In the 1960s, large-scale programs for the development of land were carried out in the region and the waters of the Syr Darya and Amu Darya were redirected to irrigate the cotton fields and farmlands that were numerous in the region. The level of the Aral sea started lowering. Without the two rivers to keep the water flowing in, the reservoir started evaporating. By the 1980s, in summer time, both rivers were dry, and around 1989, the sea was finally divided into two parts, the Greater Sea in the south and the Lesser Sea in the north. The salinity in both had tripled since the 1950s. In the 1990s, the area of Aral Sea was now barely 33.800 square kilometers (counting the two parts), its level had dropped by 15 meters, and by the end of the century, it was now split in three lakes. The Greater Aral was now split into a western and eastern lobe and at the north remained part of the Lesser Aral. In the 21st century, the state of the sea kept getting worse. Between 2006 and 2009, the eastern lobe had nearly dried up, to finally dry up altogether for periods of time after 2010.
(Note: Currently, as I'm writing this in 2022, the eastern lobe may or may not have refilled a bit. In 2021, it appears to have completely dried up. The little heart appears to have dried up too.. 💔)

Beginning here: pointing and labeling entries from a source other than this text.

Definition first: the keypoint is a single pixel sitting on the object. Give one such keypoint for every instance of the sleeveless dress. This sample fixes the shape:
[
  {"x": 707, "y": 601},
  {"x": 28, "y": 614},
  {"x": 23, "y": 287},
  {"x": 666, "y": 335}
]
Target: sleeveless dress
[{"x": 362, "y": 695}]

The Aral Sea on December 27, 2021

The disaster of the Aral Sea has multiple facets. The ports of Muynaq (Uzbekistan) and Aralsk (Kazakhstan) are now very far from any kind of water. Rusting abandoned boats are scattered in this new desert. The fish have died. In the Aral sea were once caught plentiful of sturgeons, carps, babels, roaches, and exported all across the Soviet Union. The climate changed, with the winters and summers both becoming more extreme. But not only that. The disappearance of the sea also affected the health of the people living around its former shores. The hardest hit were the Karakalpaks, whose territory, Karakalpakstan (an autonomous republic within Uzbekistan), in which the southern part of the Aral was located. With the seabed being exposed, it also exposes all the salt, fertilizer and pesticides residues, which when carried with the wind become a dangerous, toxic dusty wind. Among these pollutants are polychlorinated biphenyl (PCB) and heavy metals. Health problems such as throat cancer (but in general cancer), endocrine disruptions, neurological disorders, anemia, kidney diseases, miscarriages and infant mortality skyrocketed among the inhabitants of these regions. The tragedy in that is, even the mothers' milk is contaminated, making it toxic for their own babies.

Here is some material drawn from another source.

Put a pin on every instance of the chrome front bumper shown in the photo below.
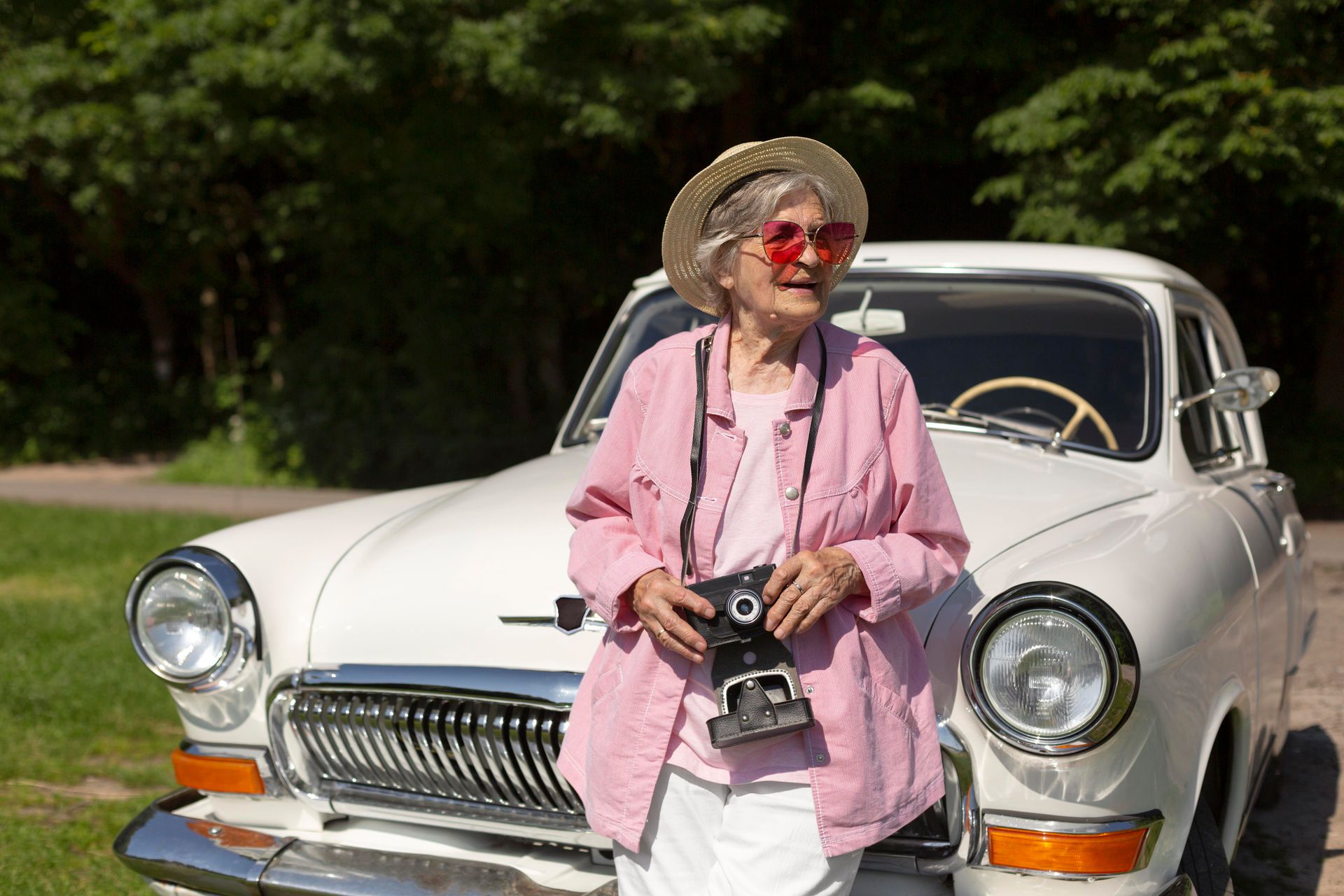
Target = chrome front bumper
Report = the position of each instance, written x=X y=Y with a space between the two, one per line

The future of the Aral sea is uncertain. Uzbekistan seems to have abandoned it. The waters of the Amu Darya are still used to irrigate cotton fields and there is a project to explore potential oil resources in the dried seabed of the Southern Aral. Kazakhstan, on the other hand, has slightly revived the Northern Aral Sea. There was a plan to construct a second dam in 2009, postponed to 2011, then a canal to bring back some water to Aralsk, but it appears the whole thing is stalling. There are also plans to raise the Kok-Aral dam by 6 meters, but none of these have begun. Some people also fear for the state of the Kok-Aral, which could possibly break from the excess water. There are also plans to plant saxaul trees on the bottom to try and stop dust storms, as well as expanding the water mirror. Unfortunately, given how slow to react the governments of both countries are, and how it seems to be all talk and no action, I'm afraid we won't see the Aral Sea filling up anytime soon... if not ever.

Will the Aral sea ever come back? We can hope, but it's most likely not going to happen in our lifetime. We "regular people" have no control over this. If this website still exists by the time the sea is returning, I hope this serves as a reminder of these dry times... and as a lesson on not to trust your politicians to take any action (because the truth is, they only care about their money and power) and especially what not to do with your environment.